From the July-August 2020 issue of News & Letters
by Gerry Emmett
The great Tunisian-Jewish French writer Albert Memmi passed away May 20. He was 99 years old. Memmi’s complex identity registered the tensions of his century. He described his situation as, “Native of a colonial country, a Jew in an anti-Semitic universe, an African in a world dominated by Europe,” and he expressed this beginning with his early autobiographical novel The Pillar of Salt (1953) and his editorship of the newspaper Afrique Action.
Influenced by Jean-Paul Sartre’s writings, Memmi’s The Colonizer and the Colonized (1957) remains an influence. It stands alongside classic works like Aimé Césaire’s Discourse on Colonialism (1955) and Frantz Fanon’s Black Skin, White Masks (1952) and The Wretched of the Earth (1961).
HUMANISM FROM THE ASHES
In attempting to recreate a humanism from under the experiences of colonialism, Nazism, and Stalinism, a new universal not separated from the particularity of Black, Jewish, or Arab identity, these writer-activists created a body of revolutionary literature that continues to speak to our time.
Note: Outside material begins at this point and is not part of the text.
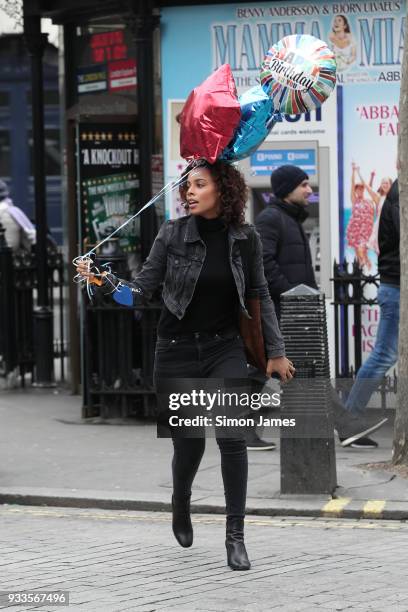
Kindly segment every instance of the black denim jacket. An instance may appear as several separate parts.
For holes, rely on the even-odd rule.
[[[245,278],[238,240],[251,241],[251,289],[257,290],[261,302],[266,353],[269,358],[279,357],[285,354],[285,346],[265,280],[261,240],[252,225],[231,225],[228,228],[231,270],[240,307],[247,317],[249,314],[245,308]],[[154,291],[163,282],[165,305],[173,315],[182,319],[193,297],[205,256],[206,246],[200,238],[195,217],[190,215],[163,223],[142,270],[132,282],[120,280],[113,274],[109,275],[109,279],[114,285],[120,281],[130,287],[135,305],[151,299]],[[111,289],[111,284],[105,283],[102,291],[108,293]]]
This is also a historic moment that remains unfinished—the questions they raised haunt Africa, the Middle East, and Latin America as well as the Balkans, Xinjiang, Soledad and Minneapolis.
Memmi’s own humanism struggled with the post-colonial situation and the Palestinian/Israeli conflict, from Portrait of a Jew (1962) to his stoicism-tempered late work like Decolonization and the Decolonized (2004). He left no easy road map. His thought will live on.